Jan 15 2013



Appstates2012Presidential Returns From 2012 In Appalachia

Remember all the stories in the last election from Ohio, West Virginia and other Appalachian states where owners of the coal mines demanded that mine workers attend Mitt Romney rallies or lose their jobs? Remember those same owners saying that if the workers voted for President Obama that the companies would be forced to lay off thousands?

In many ways, these corporate coal giants have been very successful and Appalachia has not only become more Republican but also is one of the least tolerant areas in America. The ugliness with racism, homophobia and sexism is alive and thriving in the region. Move over Mississippi and Alabama since you are no longer the champions of intolerance.

The National Journal's Reid Wilson wrote "The Shift Of King Coal" which is a spectacular piece outlining the political history of this region. He believes that Senator Jay Rockefeller retiring is a sure sign of the increasing Republican domination of a stretch from Arkansas to Central New York.

Reid writes about the history of the region but be sure to read all of his intelligent article.

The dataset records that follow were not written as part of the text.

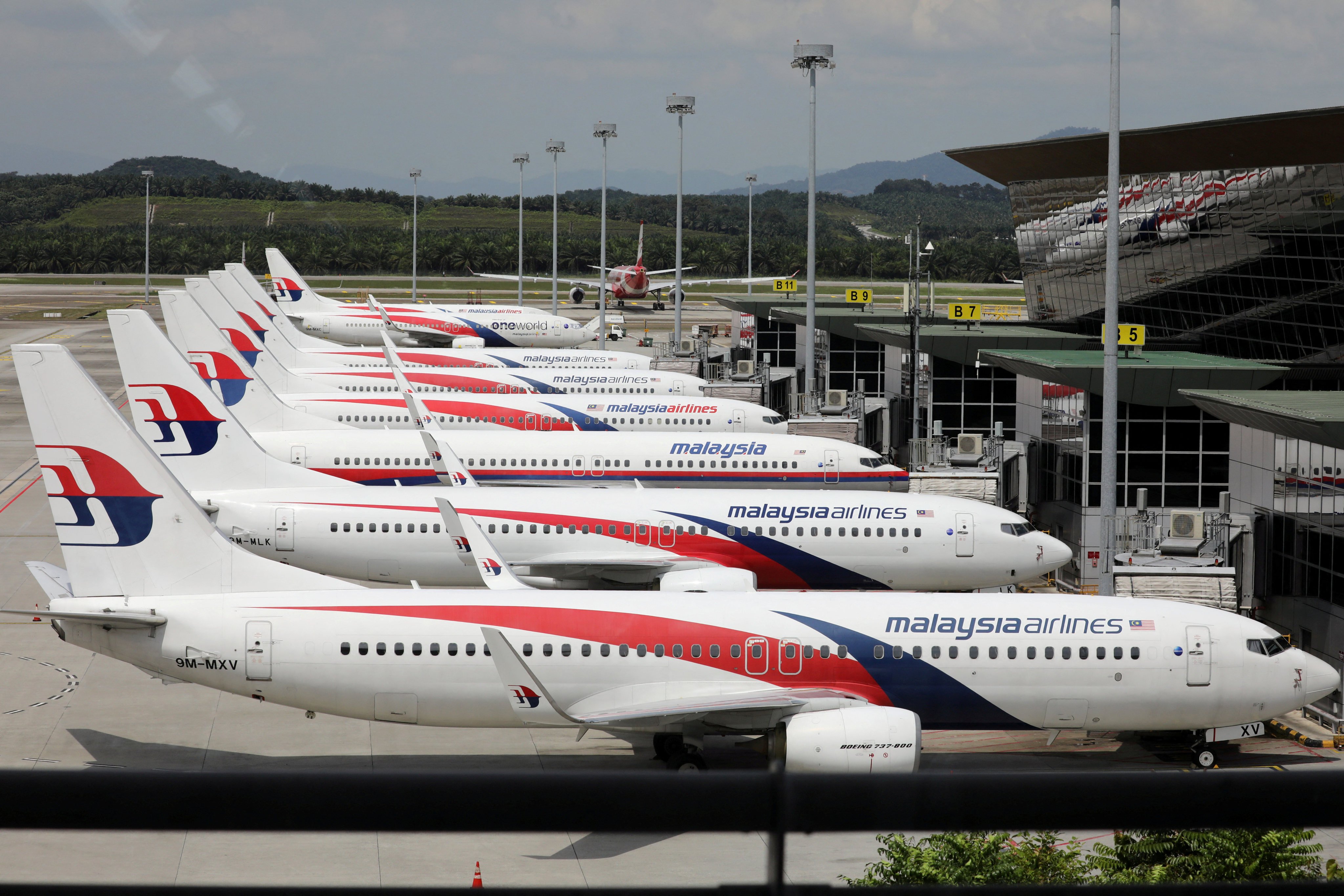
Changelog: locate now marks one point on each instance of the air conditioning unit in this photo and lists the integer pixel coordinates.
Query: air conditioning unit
(971, 444)
(1187, 524)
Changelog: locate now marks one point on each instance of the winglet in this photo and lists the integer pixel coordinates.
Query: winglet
(448, 468)
(526, 692)
(465, 534)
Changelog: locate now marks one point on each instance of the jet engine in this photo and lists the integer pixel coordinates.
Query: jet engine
(859, 741)
(709, 580)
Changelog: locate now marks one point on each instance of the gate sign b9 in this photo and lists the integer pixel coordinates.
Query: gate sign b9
(1129, 335)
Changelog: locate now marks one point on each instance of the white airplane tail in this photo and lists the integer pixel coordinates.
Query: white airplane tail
(127, 526)
(220, 365)
(256, 297)
(292, 291)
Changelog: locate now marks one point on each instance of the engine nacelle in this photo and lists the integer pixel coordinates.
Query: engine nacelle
(859, 741)
(709, 580)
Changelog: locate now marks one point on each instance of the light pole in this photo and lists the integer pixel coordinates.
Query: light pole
(681, 107)
(415, 226)
(147, 174)
(521, 159)
(603, 131)
(556, 148)
(812, 57)
(1111, 362)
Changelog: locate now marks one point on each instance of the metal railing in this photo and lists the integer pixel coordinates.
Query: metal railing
(775, 802)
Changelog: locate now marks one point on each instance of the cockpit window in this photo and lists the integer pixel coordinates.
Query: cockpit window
(1268, 647)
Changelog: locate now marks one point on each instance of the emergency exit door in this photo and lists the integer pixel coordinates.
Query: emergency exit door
(1198, 656)
(259, 651)
(966, 535)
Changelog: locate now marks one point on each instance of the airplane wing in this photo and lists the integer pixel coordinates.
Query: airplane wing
(568, 281)
(108, 618)
(534, 704)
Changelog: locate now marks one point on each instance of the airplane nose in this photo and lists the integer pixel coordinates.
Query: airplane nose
(1319, 676)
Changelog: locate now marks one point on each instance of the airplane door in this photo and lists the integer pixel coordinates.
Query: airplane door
(966, 535)
(831, 467)
(758, 656)
(259, 651)
(1198, 656)
(284, 530)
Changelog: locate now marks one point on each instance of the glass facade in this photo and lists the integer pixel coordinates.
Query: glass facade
(1242, 264)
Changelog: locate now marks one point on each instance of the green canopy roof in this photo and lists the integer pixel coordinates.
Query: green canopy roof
(1315, 417)
(1154, 378)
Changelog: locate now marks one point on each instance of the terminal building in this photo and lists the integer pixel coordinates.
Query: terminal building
(1232, 416)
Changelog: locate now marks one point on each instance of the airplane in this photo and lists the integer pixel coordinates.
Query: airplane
(656, 459)
(627, 535)
(626, 412)
(299, 369)
(841, 683)
(246, 297)
(631, 281)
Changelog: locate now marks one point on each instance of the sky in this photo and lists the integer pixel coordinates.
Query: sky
(459, 88)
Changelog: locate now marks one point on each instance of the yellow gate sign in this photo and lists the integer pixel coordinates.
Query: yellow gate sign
(1129, 335)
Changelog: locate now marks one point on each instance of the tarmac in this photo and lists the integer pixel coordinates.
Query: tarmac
(65, 709)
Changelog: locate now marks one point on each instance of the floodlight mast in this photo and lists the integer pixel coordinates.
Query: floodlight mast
(521, 159)
(603, 131)
(556, 148)
(147, 174)
(811, 57)
(681, 107)
(737, 319)
(415, 178)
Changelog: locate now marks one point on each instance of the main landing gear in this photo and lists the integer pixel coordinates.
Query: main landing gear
(676, 754)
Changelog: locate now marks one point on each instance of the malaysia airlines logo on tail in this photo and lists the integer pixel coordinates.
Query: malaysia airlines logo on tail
(127, 505)
(198, 426)
(233, 382)
(525, 696)
(243, 343)
(288, 289)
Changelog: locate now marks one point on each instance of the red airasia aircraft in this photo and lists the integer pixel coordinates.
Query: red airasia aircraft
(632, 281)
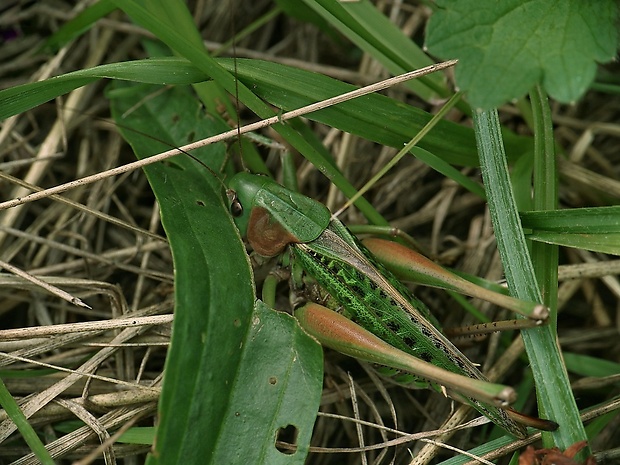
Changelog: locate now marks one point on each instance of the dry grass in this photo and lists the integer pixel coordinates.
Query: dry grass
(122, 268)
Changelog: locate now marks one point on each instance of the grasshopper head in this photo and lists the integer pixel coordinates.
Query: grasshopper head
(272, 216)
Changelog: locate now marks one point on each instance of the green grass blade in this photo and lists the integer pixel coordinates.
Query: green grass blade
(553, 388)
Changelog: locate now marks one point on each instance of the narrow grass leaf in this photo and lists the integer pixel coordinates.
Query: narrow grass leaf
(553, 387)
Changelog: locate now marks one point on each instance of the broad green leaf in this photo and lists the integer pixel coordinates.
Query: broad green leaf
(219, 352)
(278, 388)
(505, 48)
(153, 15)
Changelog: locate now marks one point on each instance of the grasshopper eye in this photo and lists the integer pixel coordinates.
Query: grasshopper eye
(236, 209)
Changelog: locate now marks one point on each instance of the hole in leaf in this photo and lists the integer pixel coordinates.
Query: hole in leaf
(286, 439)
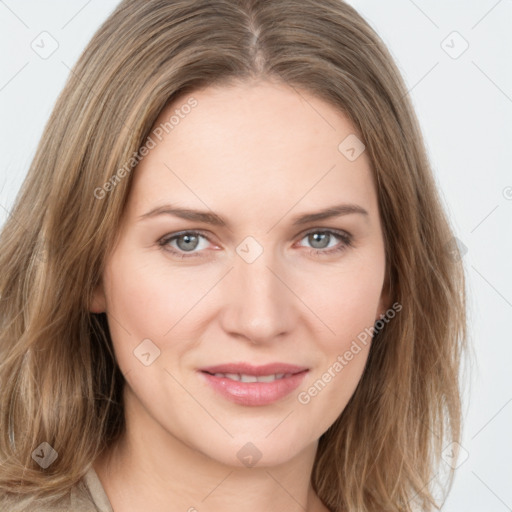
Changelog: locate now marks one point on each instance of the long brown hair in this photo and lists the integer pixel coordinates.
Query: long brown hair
(59, 380)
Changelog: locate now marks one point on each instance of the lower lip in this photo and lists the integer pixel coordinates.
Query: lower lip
(254, 393)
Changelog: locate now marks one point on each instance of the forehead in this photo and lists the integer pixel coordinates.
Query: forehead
(251, 145)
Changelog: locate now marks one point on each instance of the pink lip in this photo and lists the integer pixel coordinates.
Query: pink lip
(254, 393)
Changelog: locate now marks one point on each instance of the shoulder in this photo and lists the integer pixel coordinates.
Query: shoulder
(79, 499)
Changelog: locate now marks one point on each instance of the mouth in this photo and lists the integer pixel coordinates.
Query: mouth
(249, 385)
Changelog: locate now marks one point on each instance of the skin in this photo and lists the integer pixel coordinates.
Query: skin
(258, 154)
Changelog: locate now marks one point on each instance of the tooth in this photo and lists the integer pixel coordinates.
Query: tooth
(248, 378)
(266, 378)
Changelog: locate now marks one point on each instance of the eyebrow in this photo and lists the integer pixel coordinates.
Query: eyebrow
(216, 220)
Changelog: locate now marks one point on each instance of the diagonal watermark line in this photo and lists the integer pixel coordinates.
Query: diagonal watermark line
(217, 486)
(428, 483)
(492, 81)
(14, 76)
(483, 219)
(485, 15)
(300, 199)
(193, 306)
(492, 491)
(421, 79)
(279, 423)
(198, 402)
(13, 13)
(75, 15)
(334, 333)
(284, 489)
(493, 287)
(491, 419)
(90, 89)
(424, 14)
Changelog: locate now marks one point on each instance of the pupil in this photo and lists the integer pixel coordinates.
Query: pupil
(322, 237)
(188, 239)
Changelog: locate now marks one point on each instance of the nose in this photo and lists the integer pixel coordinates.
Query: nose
(259, 304)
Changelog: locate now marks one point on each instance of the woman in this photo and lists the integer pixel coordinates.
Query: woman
(228, 279)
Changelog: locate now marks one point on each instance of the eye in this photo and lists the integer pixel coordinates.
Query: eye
(321, 241)
(187, 244)
(186, 241)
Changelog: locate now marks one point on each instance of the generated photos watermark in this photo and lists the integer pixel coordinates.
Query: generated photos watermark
(151, 142)
(362, 339)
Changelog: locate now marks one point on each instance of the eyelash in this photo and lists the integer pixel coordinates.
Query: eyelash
(346, 239)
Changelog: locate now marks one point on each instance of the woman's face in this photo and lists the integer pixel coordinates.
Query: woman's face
(257, 285)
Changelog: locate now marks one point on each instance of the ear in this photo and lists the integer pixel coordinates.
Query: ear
(99, 303)
(385, 299)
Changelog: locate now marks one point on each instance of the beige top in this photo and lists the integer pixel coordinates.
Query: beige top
(87, 496)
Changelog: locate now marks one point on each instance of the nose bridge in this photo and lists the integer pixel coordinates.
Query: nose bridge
(260, 304)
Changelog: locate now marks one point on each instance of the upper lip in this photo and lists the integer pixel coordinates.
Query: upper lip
(249, 369)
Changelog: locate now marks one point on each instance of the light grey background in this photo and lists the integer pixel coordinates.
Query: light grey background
(465, 109)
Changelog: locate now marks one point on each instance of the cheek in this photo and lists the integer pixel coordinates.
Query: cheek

"When West Virginia Sen. Jay Rockefeller formally announced his decision to quit the Senate on Friday, he opened the next chapter in one of the few true historic shifts taking place in American politics. Even before his announcement, Republicans were eyeing his seat as a prime pickup opportunity, a reflection of the ascendance of the Republican Party in Appalachia, a shift in which working-class white voters who have reliably cast ballots for Democratic politicians for the better part of a century are moving inexorably, and perhaps permanently, toward the Republican Party.

That's because in Appalachia, coal is still king.

Last June, Senate observers were surprised when Rockefeller, a long-time backer of his state's dominant industry, stood on the Senate floor lambasting energy companies for launching "carefully orchestrated messages that strike fear into the hearts of West Virginians." He attacked coal operators for denying the need to address climate change, and for resisting a lower-carbon environment.

Those familiar with Appalachian politics were surprised too -- that Rockefeller, by attacking King Coal, had effectively announced his retirement that day.

The shift away from the Democratic Party underway today isn't the first time Appalachia has changed its political identity. After the Civil War, coal country was reliably Republican. During the war, West Virginia itself seceded from the Commonwealth of Virginia to stay with the Republican Union. Between 1896 and 1928, West Virginia voted as Republican as Northeastern states; it voted Democratic only once, in 1912.

But the Coal Wars of the 1920s helped boost a mine workers' union that grew in size and political influence. And while the union dominated, it supplied a reliable stream of votes to the Democratic Party. Between 1932 and 1996, Republicans won West Virginia only in 1956, 1972 and 1984, all amid national waves. Kentucky, where the coal industry is equally powerful, was similarly a reliably Democratic state; it voted Republican only twice between 1900 and 1952, and it cast its electoral votes for Jimmy Carter in 1976 and Bill Clinton in both 1992 and 1996.

"Appalachia, particularly Kentucky, East Tennessee and Pennsylvania, were very Republican after the Civil War and remained that way for a very long time," said Mike Duncan, the former chairman of the Republican National Committee and a native of Kentucky coal country. "The mining wars and unionization flipped them hard Democrat in the 1930s."

Clinton was the last Democrat to win either state. During his administration, the environmental movement began to gain traction and importance within the Democratic Party, and the party itself gravitated more toward the liberal coasts than it had previously. And the Environmental Protection Agency, a bureau created by a Republican president, began asserting its will more broadly, issuing regulations that the coal industry opposed. That combination of factors, Republicans and Democrats alike agree, conspired to give the impression of a Democratic Party that no longer had Appalachia's interests at heart.

"When you attack guns and coal, you're attacking what they in the mountains consider their birthright," said Jim Cauley, a Democratic strategist and Kentucky native who managed President Obama's campaign for U.S. Senate in 2004. "They'll feel like you're attacking their culture."